Published tribunal order
Tenancy Tribunal case 4827180 — Rent arrears at 21 Girvan Place, Tokoroa, South Waikato 3420
Decided 29 Apr 2024 · Published 29 Apr 2024 · Application 4827180
Mixed / unclear
- Rent arrears
- Property damage
Order
- Christina Perceval is to pay Eves Realty Limited $2,579.60 immediately, calculated as follows: DescriptionAmount Rubbish removal$437.00 Compensation for Garage Internal Partition Wall $2,122.16 Application Fee$20.44 Total award$2,579.60
Reasons
- The Landlord attended the hearing. The Tenant did not attend the hearing.
- The Landlord has applied for rent arrears, compensation, refund of the bond, and reimbursement of the filing fee following the end of the tenancy.
Did the tenant comply with their obligations at the end of the tenancy?
- At the end of the tenancy the tenant must leave the premises reasonably clean and tidy, remove all rubbish, return all keys and security devices, and leave all chattels provided for their benefit. See section 40(1)(e)(ii)-(v) Residential Tenancies Act 1986.
- The Tenant did not remove all rubbish, according to the Landlord. The cost of removing the rubbish came to $437.00 as per the invoice from a third-party contractor who completed the job.
Is the tenant responsible for the damage to the premises?
- A landlord must prove that damage to the premises occurred during the tenancy and is more than fair wear and tear. If this is established, to avoid liability, the tenant must prove they did not carelessly or intentionally cause or permit the damage. Tenants are liable for the actions of people at the premises with their permission. See sections 40(2)(a), 41 and 49B RTA.
- Where the damage is careless, and occurs after 27 August 2019, section 49B RTA applies. If the landlord becomes aware of the damage after 27 August, the damage is presumed to have occurred after that date unless the tenant proves otherwise.
- Where the damage is caused carelessly, and is covered by the landlord's insurance, the tenant's liability is limited to the lesser of the insurance excess or four weeks' rent (or four weeks' market rent in the case of a tenant paying income- related rent). See section 49B(3)(a) RTA.
- Where the damage is careless and is not covered by the landlord's insurance, the tenant's liability is limited to four weeks' rent (or market rent). See section 49B(3)(b) RTA. Where insurance money is irrecoverable because of the tenant's conduct, the property is treated as if it is not insured against the damage. See section 49B(3A)(a) RTA.
- Tenants are liable for the cost of repairing damage that is intentional or which results from any activity at the premises that is an imprisonable offence. This applies to anything the tenant does and anything done by a person they are responsible for. See section 49B(1) RTA.
- Damage is intentional where a person intends to cause damage and takes the necessary steps to achieve that purpose.
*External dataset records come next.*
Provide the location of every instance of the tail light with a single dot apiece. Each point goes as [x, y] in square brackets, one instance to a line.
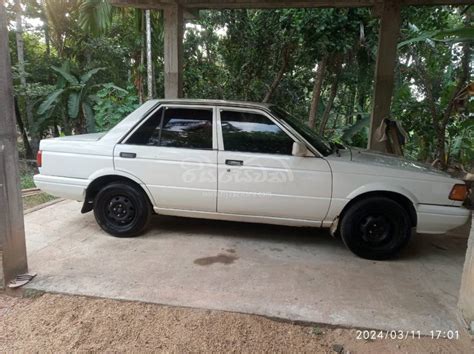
[459, 192]
[39, 158]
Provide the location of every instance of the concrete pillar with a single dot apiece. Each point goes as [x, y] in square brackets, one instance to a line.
[389, 33]
[173, 51]
[466, 295]
[12, 231]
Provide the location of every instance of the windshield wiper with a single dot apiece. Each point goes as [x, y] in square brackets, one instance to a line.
[334, 148]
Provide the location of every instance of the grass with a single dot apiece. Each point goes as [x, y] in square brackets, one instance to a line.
[37, 199]
[27, 171]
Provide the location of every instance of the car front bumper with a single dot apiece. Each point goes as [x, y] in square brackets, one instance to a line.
[438, 219]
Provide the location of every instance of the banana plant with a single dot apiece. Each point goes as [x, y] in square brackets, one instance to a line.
[77, 92]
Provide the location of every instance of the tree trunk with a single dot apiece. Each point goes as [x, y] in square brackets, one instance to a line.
[28, 152]
[21, 68]
[318, 84]
[149, 60]
[332, 96]
[350, 106]
[441, 146]
[284, 65]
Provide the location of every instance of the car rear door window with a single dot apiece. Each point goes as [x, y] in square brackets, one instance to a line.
[253, 132]
[178, 127]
Damage is also intentional where a person does something, or allows a situation to continue, knowing that damage is a certainty. See Guo v Korck [2019] NZHC 1541.
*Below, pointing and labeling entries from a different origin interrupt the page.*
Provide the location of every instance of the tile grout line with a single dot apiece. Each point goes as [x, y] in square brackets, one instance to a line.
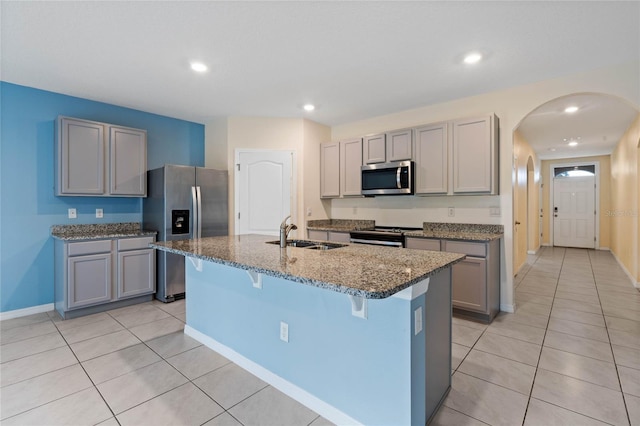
[535, 374]
[615, 364]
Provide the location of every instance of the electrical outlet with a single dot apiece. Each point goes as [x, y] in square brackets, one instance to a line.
[284, 331]
[417, 320]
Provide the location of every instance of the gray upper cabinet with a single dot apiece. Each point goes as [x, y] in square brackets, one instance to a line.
[431, 159]
[475, 155]
[330, 170]
[399, 145]
[80, 152]
[374, 149]
[128, 155]
[350, 162]
[98, 159]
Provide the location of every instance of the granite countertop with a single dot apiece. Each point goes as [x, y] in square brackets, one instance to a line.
[99, 231]
[372, 272]
[340, 225]
[459, 231]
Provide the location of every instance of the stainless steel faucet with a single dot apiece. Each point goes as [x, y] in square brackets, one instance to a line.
[284, 231]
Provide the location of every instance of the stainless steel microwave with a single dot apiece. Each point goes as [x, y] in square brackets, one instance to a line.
[388, 178]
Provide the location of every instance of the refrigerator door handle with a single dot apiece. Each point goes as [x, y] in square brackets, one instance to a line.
[196, 212]
[199, 197]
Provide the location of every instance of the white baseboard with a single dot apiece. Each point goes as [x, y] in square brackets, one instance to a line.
[26, 311]
[507, 308]
[635, 283]
[327, 411]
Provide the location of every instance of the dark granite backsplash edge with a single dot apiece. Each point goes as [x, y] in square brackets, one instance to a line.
[462, 227]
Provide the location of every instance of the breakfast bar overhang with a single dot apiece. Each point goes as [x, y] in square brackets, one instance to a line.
[361, 335]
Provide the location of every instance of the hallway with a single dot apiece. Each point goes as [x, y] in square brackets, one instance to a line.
[569, 355]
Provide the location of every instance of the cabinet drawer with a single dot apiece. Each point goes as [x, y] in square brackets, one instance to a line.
[423, 244]
[472, 249]
[134, 243]
[89, 247]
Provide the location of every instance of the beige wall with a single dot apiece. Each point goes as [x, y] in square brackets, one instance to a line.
[625, 203]
[510, 105]
[525, 200]
[604, 190]
[223, 137]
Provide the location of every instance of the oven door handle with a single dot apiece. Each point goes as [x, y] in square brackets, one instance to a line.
[376, 242]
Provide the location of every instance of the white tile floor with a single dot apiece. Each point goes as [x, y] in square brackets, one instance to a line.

- The Tenant removed a partition wall inside the garage, affixing it to the outside of the garage to make a wood shelter. The timber used to build the internal wall was not treated and has been irreparably damaged by weather and rain. The damage is more than fair wear and tear, and the tenant has not disproved liability for the damage. The Landlord has provided and invoice for the construction of a replacement wall inside the garage, which cost I approve: $2,122.16.
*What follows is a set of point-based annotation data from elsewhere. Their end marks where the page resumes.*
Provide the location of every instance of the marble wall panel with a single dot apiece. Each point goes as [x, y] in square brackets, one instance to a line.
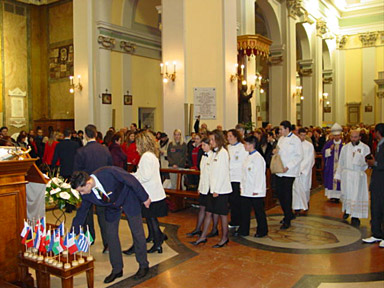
[15, 59]
[61, 22]
[61, 101]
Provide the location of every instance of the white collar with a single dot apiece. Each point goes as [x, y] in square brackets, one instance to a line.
[99, 186]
- The amounts ordered are proved.
- I have taken into account betterment and depreciation. The landlord should be returned to the position they would have been in had the tenant not breached their obligations, and should not be better or worse off. In calculating depreciation, I have taken into account the age and condition of the items at the start of the tenancy and their likely useful lifespan.
- The Landlord has succeeded in its claims and I reimburse its filing fee.